Always question what you're being sold by adverts on TV, magazines, the internet. The diet industry is massive, generating approx $68.2 billion a year globally, and continues to grow by exploiting and manipulating poor body-image and low self-esteem. These messages are constant and unrelenting, telling us we have to buy their products and their programmes to get 'bikini ready' or banish that cellulite' , " bounce back after baby" or "fight for those six back abs"; we're always being told we should regard some foods as 'bad' or 'naughty' , trying to convince us that there's one version of beauty, an acceptable template we should spend our lives trying to fit. This, of course, is bullshit.

It constantly reinforces the nonsense that thin=good and larger bodied=bad. Our worth is not defined by our weight, the size of our jeans or the shape of our body. We cannot tell the health of a person by the way that they look. The goal has to be to know your value and worth and nurture yourself so you have the energy and vitality to enjoy your life to its fullest.


Take time to dig down and explore your own thought patterns and beliefs. It might help to keep a thought log during your day and find a therapist, coach or trusted friend you can explore these with. Where did your beliefs come from? What purpose have they served for you? Is there validity and truth to them or are they beliefs that you are able to challenge and unpack? 


Begin unfollowing accounts that make you feel bad about yourself, like you need to change who you are or like you’re not doing enough . Social media can be a great thing and it can also be dangerous, for example, higher levels of Instagram use has been linked to significantly increased symptoms of orthorexia. Setting firm boundaries for yourself such as who you follow and how much time you spend on it can help keep it a positive tool (there are some great apps that can help with this)


Self-love may seem a long way off, but you can practise respecting it and taking care of it. Respecting your body means appreciating it for all of the great things it does for you. Respecting it also looks like listening to and trusting your body's messages and needs. Focusing on what your body can DO over how your body looks can help begin this process.

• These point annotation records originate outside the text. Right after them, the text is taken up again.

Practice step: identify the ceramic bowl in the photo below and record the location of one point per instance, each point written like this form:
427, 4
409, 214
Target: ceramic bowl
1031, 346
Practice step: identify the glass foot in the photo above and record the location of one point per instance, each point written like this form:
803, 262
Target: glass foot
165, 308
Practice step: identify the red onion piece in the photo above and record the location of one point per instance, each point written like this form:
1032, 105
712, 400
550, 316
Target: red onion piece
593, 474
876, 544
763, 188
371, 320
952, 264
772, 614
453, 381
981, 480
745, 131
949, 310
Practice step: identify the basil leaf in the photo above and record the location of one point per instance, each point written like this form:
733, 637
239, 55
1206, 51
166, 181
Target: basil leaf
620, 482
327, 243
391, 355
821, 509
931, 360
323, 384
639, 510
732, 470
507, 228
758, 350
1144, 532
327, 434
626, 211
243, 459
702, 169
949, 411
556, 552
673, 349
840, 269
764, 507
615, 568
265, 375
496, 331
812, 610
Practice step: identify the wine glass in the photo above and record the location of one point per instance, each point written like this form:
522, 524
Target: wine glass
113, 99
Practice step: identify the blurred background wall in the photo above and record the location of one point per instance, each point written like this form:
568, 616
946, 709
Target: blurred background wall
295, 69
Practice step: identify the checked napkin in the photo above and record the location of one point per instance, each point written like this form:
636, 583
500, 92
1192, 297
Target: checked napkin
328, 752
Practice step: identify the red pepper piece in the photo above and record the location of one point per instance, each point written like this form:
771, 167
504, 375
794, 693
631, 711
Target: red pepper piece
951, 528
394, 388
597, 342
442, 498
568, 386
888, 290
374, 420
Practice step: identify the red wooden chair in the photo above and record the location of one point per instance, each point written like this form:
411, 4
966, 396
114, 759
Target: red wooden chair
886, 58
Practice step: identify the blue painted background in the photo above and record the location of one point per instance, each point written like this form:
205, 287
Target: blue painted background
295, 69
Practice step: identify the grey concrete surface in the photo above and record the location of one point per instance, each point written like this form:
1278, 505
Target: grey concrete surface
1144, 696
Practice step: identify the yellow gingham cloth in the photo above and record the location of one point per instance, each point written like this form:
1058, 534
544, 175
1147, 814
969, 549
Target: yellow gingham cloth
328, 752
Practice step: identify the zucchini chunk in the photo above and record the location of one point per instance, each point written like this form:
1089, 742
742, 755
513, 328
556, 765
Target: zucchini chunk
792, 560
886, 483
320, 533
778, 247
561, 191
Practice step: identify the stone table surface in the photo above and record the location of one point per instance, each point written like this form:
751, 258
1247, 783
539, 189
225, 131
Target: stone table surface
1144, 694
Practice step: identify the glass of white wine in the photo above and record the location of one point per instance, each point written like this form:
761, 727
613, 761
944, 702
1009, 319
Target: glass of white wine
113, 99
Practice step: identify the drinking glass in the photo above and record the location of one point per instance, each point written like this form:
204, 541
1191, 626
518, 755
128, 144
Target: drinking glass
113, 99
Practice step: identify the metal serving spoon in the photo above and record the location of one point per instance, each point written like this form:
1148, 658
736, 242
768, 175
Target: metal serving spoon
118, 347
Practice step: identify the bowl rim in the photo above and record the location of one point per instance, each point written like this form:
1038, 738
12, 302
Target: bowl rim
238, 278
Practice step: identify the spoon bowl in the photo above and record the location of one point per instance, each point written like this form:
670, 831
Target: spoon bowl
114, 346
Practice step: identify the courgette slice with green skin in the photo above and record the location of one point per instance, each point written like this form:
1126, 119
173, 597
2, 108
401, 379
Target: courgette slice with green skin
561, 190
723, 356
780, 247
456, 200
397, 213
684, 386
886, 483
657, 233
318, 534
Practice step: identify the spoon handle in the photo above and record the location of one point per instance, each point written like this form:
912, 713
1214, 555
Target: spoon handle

In the simplest terms, be kind. Begin noticing the negative things you are thinking to yourself and substitute it with something kind and compassionate. A great exercise to practice is 'the criticiser, the criticised and the compassionate observer'. When you have a negative thought say it out loud. This is the criticiser. Next follow it up with the person being criticised. Begin to challenge those negative beliefs out loud. Lastly, practice speaking from a place of compassion. Saying it out loud can begin to put things into perspective and offer you a chance to really challenge your thoughts.

Negative body image will never heal by changing what our body looks like. It needs to be really tackled where it starts, on the inside. The process is challenging and can take a long-time, but it can be transformational.


(1) Smolak, 2011

(2) Neumark- Sztainer, 2005

(3) Brain activation during the perception of distorted body images in eating disorders.